Bonne soirée (qu’elle soit bénie, pas forcément bénite :)) ! ).
Bonjour, Sandrine. Je ne comprends pas très bien la distinction entre béni et bénit. Ou plutôt je crois comprendre que bénit s’applique strictement à des choses (ou des personnes) dont on est certain qu’elles ont reçu concrètement la bénédiction d’un prêtre. Cependant, pour ce qui est des exemples donnés, est-ce qu’un enfant et une maison (on bénit bien des bateaux , et peut-être aussi des avions, etc.) ne peuvent pas avoir été bénis (tiens, là, au fait,dans la conjugaison, c’est toujours « i » !) par un prêtre ? (Un jour, peut-être pas, encore que…).

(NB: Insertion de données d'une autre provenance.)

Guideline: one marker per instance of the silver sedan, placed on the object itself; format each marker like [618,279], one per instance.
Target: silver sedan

En un mot, cette règle, ou du moins son énonciation, me paraît personnellement un peu confuse… Amicalement.
Bonjour Sandrine et un grand merci pour ces éclairages. J’aurais aimé que soit évoqué l’adjectif « partisan » (je suis partisan de…), comment dire au féminin ?! Merci par avance de votre réponse.
Bonjour Geneviève, c’est toujours avec plaisir ! Vous avez raison, j’aurais pu ajouter à la liste l’adjectif partisan qui fait « partisane » au féminin, avec un seul « n ». Il pourrait être tentant, en effet, d’écrire « partisant’ avec un « t » et d’ajouter un « e » au féminin ! Bon après-midi.